The year is 2006. The place is Bridgeport, West Virginia. The controversy is about Walter Sallman’s portrait of Jesus Christ. The sleepy little town awoke on March 8 with a battle on their hands. The portrait might not have matter in any other setting than right outside the principal’s office at the local high school. This was the day that my world was changed, and it hasn’t been the same since.

My father had gone the night before to the county board of education meeting to ask for the picture to be removed. We were not the only non-Christian family in the area; we were not the only ones being cast as outsiders. Never did he think that the town would go into an uproar; growing up as a young Jewish boy in racially diverse schools in Brooklyn, he thought that once he pointed out the fact that the painting’s existence in the high school was illegal, the BOE would be more than willing to take it down. Little did he know that his daughters would be launched into a nightmare-like situation.

As we rode in the car down Johnson Avenue, we noted the unusual sound of multiple honks. It wasn’t until we neared the school that I saw the sign and the protestors. “Honk for Jesus” the white banner, parked in front of the high school said. Honestly, I was shocked. How could people be so ignorant? Unfortunately, it didn’t stop there.

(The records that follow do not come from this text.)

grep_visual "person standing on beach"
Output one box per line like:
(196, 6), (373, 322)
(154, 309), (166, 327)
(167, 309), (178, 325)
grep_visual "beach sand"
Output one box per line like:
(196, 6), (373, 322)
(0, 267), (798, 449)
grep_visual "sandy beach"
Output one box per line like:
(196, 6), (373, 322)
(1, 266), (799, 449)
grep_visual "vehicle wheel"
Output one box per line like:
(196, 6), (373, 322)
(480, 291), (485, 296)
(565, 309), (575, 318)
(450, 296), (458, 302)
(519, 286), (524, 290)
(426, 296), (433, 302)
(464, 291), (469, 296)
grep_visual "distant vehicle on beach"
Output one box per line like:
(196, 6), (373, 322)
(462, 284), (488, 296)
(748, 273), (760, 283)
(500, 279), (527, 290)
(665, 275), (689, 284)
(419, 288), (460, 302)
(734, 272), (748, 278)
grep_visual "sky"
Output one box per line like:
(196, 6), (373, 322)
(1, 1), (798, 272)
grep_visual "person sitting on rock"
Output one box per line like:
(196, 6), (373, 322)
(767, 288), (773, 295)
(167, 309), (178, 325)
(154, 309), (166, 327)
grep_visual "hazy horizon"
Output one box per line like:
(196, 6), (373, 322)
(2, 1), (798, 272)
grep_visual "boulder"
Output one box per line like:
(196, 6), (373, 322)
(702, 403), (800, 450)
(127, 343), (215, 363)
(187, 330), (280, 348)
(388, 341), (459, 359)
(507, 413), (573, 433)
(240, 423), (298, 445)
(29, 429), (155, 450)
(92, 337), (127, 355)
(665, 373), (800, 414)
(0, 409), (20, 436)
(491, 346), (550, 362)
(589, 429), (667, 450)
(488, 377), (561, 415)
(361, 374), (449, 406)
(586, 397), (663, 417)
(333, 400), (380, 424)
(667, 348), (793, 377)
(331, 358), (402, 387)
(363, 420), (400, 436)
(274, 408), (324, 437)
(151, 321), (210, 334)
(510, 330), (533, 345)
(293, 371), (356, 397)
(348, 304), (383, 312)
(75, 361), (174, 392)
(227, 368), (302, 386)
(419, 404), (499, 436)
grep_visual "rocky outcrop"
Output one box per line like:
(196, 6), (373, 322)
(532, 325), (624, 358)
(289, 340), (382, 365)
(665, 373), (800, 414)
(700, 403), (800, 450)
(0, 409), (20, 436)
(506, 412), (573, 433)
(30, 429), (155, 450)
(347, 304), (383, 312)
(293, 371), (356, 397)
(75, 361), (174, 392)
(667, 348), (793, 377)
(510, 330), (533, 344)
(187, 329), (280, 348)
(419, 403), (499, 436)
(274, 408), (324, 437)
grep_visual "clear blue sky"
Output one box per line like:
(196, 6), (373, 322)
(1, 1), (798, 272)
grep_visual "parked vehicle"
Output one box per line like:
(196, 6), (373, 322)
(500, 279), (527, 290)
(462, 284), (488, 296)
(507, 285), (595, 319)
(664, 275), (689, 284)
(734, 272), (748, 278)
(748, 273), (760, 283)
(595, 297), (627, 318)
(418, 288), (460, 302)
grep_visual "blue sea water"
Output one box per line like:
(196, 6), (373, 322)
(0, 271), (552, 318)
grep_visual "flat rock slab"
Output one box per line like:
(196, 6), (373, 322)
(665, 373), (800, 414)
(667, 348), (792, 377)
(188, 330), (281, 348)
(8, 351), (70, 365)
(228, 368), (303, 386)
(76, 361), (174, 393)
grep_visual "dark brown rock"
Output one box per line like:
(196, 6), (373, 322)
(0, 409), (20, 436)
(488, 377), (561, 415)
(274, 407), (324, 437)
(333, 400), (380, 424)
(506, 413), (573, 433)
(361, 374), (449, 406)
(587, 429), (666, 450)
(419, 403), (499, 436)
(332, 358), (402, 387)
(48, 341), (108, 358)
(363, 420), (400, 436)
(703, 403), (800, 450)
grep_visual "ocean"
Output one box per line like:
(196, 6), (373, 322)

Entering the school, all eyes were on me and my sister. I was quiet, and rarely talked in class, so to be receiving this much attention was not something I was used to. That’s when the whispers started, and the noise level in the middle school cafeteria rose so that I knew I was blushing. In class, it didn’t get any better. People passed around petitions right in front of me, and one student even stood up and gave a speech about how “stupid” my father was and about how he needed to be stopped. Some that I thought were friends turned their backs on me as I walked by.

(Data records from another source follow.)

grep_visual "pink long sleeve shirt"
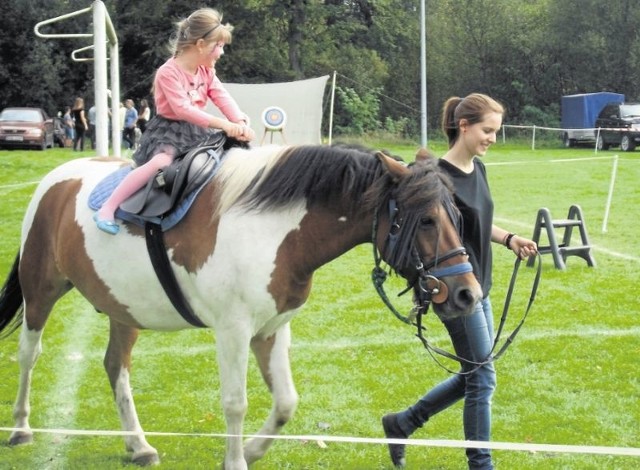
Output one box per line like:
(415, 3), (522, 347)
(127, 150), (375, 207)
(153, 57), (247, 128)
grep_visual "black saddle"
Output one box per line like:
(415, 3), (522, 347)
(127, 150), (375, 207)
(120, 132), (229, 218)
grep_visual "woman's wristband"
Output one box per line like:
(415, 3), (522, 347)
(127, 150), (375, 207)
(504, 233), (517, 249)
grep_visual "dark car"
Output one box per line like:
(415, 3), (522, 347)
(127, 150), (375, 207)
(0, 107), (55, 150)
(594, 102), (640, 151)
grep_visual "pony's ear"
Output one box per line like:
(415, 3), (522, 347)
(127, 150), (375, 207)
(376, 151), (409, 182)
(415, 147), (434, 162)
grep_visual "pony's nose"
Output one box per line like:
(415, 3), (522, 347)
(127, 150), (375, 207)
(452, 285), (482, 314)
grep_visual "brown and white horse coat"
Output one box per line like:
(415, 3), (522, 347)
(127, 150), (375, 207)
(1, 144), (481, 469)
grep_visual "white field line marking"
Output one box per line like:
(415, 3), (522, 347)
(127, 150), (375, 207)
(39, 303), (103, 464)
(291, 326), (640, 351)
(484, 155), (620, 166)
(85, 326), (637, 357)
(494, 216), (640, 263)
(0, 181), (39, 191)
(591, 245), (640, 262)
(0, 427), (638, 457)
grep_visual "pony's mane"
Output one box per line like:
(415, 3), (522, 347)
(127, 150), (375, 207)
(237, 144), (384, 213)
(218, 144), (450, 218)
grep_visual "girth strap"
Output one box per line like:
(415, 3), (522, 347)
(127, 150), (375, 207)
(144, 222), (206, 328)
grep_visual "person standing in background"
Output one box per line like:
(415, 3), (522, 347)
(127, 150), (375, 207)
(87, 104), (97, 149)
(62, 106), (74, 147)
(137, 98), (151, 133)
(71, 97), (88, 151)
(122, 99), (138, 150)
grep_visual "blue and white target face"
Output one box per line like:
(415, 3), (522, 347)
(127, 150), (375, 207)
(262, 106), (287, 130)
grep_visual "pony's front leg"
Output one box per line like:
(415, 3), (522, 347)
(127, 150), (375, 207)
(9, 325), (43, 446)
(216, 324), (252, 470)
(244, 324), (298, 465)
(104, 319), (159, 466)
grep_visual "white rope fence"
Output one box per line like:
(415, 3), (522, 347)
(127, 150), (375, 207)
(1, 427), (639, 457)
(501, 124), (621, 152)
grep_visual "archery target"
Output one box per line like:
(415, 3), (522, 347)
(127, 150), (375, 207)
(261, 106), (287, 131)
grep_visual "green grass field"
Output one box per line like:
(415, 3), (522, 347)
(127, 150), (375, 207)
(0, 141), (638, 469)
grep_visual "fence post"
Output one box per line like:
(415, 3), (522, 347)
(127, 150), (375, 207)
(531, 125), (536, 150)
(602, 154), (619, 233)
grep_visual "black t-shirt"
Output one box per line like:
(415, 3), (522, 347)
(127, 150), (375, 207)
(71, 109), (85, 131)
(438, 158), (494, 297)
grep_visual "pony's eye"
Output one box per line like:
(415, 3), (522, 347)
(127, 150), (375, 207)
(420, 216), (436, 228)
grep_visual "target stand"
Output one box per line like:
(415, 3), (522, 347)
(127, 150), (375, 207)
(260, 106), (287, 145)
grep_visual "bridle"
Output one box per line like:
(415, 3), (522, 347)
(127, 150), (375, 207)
(371, 197), (542, 375)
(371, 198), (472, 325)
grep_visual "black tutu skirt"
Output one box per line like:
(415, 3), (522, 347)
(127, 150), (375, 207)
(132, 115), (217, 166)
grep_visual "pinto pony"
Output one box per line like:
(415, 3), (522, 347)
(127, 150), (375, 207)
(0, 144), (481, 469)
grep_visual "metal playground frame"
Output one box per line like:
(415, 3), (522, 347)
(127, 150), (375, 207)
(34, 0), (121, 157)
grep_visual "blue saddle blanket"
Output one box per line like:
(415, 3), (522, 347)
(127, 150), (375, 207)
(89, 165), (217, 231)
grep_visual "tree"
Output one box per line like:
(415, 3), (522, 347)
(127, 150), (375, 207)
(5, 0), (640, 138)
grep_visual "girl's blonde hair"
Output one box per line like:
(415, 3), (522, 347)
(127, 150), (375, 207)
(170, 8), (234, 57)
(441, 93), (504, 148)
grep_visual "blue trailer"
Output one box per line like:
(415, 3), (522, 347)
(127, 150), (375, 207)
(561, 92), (625, 147)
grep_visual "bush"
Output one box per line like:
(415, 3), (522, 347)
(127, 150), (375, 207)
(334, 86), (381, 135)
(518, 103), (560, 128)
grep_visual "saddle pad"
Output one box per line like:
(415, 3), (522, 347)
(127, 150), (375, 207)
(88, 165), (218, 231)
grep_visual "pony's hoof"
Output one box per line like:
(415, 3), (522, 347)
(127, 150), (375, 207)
(131, 451), (160, 466)
(9, 431), (33, 446)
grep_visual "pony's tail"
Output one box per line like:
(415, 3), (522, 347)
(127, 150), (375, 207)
(0, 253), (24, 339)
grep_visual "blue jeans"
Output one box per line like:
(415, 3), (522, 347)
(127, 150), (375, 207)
(396, 297), (496, 470)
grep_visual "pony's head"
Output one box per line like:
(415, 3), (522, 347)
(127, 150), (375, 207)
(367, 148), (482, 320)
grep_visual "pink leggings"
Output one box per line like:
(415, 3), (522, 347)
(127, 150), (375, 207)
(98, 151), (174, 221)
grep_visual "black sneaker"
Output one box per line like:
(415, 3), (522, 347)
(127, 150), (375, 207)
(382, 413), (408, 467)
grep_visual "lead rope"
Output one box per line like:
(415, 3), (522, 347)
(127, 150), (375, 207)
(414, 252), (542, 375)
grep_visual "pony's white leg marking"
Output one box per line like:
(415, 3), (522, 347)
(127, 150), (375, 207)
(244, 324), (298, 464)
(104, 320), (159, 466)
(9, 325), (42, 445)
(113, 367), (158, 462)
(216, 320), (252, 470)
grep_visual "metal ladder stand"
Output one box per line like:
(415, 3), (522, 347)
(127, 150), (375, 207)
(527, 205), (596, 270)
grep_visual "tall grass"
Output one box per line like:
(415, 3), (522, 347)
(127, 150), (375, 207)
(0, 142), (638, 469)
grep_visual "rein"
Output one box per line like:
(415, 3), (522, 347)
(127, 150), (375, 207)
(415, 253), (542, 375)
(371, 199), (542, 374)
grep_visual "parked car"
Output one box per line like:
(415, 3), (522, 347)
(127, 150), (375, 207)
(594, 102), (640, 151)
(0, 107), (55, 150)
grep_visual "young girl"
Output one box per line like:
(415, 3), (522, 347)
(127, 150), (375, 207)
(382, 94), (537, 469)
(95, 8), (254, 234)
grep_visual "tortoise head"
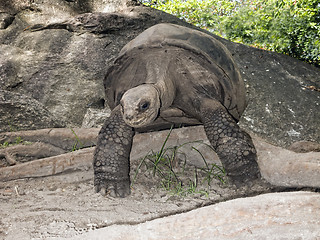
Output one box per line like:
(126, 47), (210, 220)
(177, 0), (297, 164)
(120, 84), (160, 128)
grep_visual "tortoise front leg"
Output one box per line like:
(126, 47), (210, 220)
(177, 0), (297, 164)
(93, 106), (134, 198)
(200, 99), (261, 186)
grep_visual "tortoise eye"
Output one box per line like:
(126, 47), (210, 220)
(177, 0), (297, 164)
(140, 101), (150, 111)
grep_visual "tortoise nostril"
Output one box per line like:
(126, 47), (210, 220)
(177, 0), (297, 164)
(126, 114), (133, 121)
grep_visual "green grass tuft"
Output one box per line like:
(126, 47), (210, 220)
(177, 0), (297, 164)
(70, 128), (84, 151)
(131, 126), (226, 197)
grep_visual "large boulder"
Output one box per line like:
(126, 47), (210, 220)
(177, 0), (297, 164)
(0, 0), (319, 147)
(72, 191), (320, 240)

The poor treatment of me and my family continued up until the painting was stolen in the middle of the night before proper legislation could be brought against the case. Slowly, things quieted down, but as I prepared to enter high school, I was nervous about what would happen. When I first started at Bridgeport High School, I was extremely shy; I was starting in a place where I didn’t know who was my friend or my enemy. I stuck to clubs that were “safe,” that kids I knew were in instead of branching out. That was before I took journalism.

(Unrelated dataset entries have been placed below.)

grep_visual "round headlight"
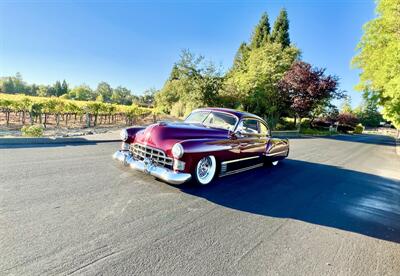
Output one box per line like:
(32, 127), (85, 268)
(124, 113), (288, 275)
(120, 129), (128, 141)
(172, 143), (184, 159)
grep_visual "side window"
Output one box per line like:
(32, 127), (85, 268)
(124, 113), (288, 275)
(237, 119), (259, 134)
(259, 122), (269, 135)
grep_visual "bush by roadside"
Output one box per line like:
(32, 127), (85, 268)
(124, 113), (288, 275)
(21, 125), (44, 137)
(353, 124), (364, 134)
(300, 128), (336, 136)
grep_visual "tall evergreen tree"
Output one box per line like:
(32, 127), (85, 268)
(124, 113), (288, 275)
(232, 42), (250, 71)
(54, 81), (63, 97)
(168, 64), (181, 81)
(271, 9), (290, 48)
(61, 80), (68, 95)
(250, 12), (271, 49)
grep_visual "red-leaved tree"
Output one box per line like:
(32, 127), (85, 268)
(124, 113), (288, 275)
(337, 112), (358, 127)
(279, 61), (344, 128)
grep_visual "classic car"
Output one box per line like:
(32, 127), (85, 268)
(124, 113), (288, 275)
(113, 108), (289, 185)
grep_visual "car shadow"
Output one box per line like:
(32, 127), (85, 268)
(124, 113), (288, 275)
(178, 159), (400, 243)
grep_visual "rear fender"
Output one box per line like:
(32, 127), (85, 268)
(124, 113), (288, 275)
(265, 138), (289, 161)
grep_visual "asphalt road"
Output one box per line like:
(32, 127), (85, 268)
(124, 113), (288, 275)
(1, 134), (399, 275)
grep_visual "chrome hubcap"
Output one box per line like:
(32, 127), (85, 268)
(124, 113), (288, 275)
(198, 157), (212, 179)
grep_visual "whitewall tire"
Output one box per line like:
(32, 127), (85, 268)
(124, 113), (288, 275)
(195, 155), (217, 185)
(264, 160), (279, 167)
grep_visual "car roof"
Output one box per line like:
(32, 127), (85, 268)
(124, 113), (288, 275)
(194, 107), (266, 122)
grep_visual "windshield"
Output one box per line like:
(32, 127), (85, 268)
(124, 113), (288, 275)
(185, 111), (237, 131)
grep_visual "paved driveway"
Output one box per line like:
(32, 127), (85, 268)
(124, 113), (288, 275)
(1, 134), (399, 275)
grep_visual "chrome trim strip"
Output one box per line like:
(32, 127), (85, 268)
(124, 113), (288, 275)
(221, 155), (260, 165)
(265, 150), (287, 157)
(220, 163), (263, 177)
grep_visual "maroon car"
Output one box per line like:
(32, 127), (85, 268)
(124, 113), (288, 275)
(113, 108), (289, 185)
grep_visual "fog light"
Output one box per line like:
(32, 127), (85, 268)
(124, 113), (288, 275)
(121, 142), (130, 151)
(173, 159), (186, 171)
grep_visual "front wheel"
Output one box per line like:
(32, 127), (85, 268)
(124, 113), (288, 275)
(194, 155), (217, 185)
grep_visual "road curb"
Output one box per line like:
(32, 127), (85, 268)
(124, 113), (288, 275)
(0, 137), (120, 145)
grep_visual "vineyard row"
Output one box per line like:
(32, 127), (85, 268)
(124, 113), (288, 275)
(0, 93), (155, 128)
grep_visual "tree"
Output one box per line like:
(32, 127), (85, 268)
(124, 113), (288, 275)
(279, 61), (343, 128)
(70, 85), (94, 101)
(61, 80), (68, 95)
(354, 92), (383, 127)
(340, 96), (353, 113)
(140, 88), (157, 106)
(155, 50), (223, 116)
(96, 82), (113, 102)
(271, 9), (291, 48)
(37, 85), (50, 97)
(1, 77), (15, 93)
(337, 112), (359, 128)
(250, 12), (271, 49)
(54, 81), (63, 97)
(231, 42), (250, 72)
(168, 65), (181, 81)
(0, 73), (30, 94)
(29, 84), (39, 96)
(352, 0), (400, 129)
(13, 72), (27, 93)
(111, 86), (133, 105)
(224, 43), (299, 127)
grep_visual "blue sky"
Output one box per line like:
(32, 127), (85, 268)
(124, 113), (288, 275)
(0, 0), (375, 107)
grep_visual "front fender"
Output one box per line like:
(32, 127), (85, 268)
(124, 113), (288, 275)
(179, 138), (233, 174)
(126, 126), (145, 143)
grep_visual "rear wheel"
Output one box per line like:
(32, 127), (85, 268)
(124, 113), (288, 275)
(194, 155), (217, 185)
(264, 160), (279, 167)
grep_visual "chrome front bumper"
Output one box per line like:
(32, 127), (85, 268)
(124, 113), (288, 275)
(113, 150), (191, 185)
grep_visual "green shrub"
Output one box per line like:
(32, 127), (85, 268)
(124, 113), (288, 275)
(275, 118), (296, 130)
(300, 118), (311, 128)
(21, 125), (44, 137)
(353, 123), (364, 134)
(300, 128), (332, 136)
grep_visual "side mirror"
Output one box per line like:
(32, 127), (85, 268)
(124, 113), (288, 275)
(229, 130), (244, 139)
(229, 130), (238, 139)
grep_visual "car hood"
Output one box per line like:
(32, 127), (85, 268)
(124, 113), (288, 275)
(134, 122), (229, 154)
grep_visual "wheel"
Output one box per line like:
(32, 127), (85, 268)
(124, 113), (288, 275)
(264, 160), (279, 167)
(194, 155), (217, 185)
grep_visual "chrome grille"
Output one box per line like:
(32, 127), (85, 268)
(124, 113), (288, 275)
(131, 143), (173, 168)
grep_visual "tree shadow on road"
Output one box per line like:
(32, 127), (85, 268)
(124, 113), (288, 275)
(319, 134), (396, 147)
(0, 139), (118, 149)
(179, 159), (400, 243)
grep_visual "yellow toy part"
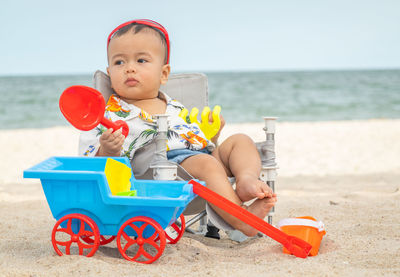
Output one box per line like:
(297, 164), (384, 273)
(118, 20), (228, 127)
(179, 105), (221, 140)
(116, 190), (137, 197)
(179, 108), (189, 123)
(104, 158), (132, 195)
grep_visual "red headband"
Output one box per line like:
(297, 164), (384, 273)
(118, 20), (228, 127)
(107, 19), (170, 64)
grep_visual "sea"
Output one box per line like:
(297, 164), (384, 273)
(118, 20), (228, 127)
(0, 69), (399, 129)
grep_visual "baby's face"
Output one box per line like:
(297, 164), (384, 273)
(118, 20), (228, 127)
(107, 29), (170, 103)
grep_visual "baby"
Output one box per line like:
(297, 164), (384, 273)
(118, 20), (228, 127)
(79, 19), (277, 237)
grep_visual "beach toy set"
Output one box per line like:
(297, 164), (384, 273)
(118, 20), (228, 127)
(24, 156), (315, 263)
(22, 85), (327, 263)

I was asked to write a story for the yearbook, and after reading it, the journalism teacher, Mrs. Alice Rowe, approached me to tell me I would be taking her class the next semester even if she had to change my schedule herself. Needless to say, come second semester, I found myself in second block Journalism one. My eyes were opened as I learned of a world full of intrigue, of libel and sedition, a world where the truth must be told and journalist are the ones to do it. I also learned that journalists not only tell the stories of the world, but shape the way people look at what is going on around them. It is reporters who are down in the trenches with troops in Iraq and Afghanistan, up in the heights of Whistler Mountain at the Olympics, and at the proceedings of the White House. As the way I viewed the world changed, so did the way I viewed myself.

My past has made me realize who I am. I am no longer the shy girl who attempted to stay out of the fray while others tried to tell me how I could and could not feel. I believe in a world free of the kind of ignorance displayed by the small (in both size and mind) town of Bridgeport. I believe in a world of acceptance.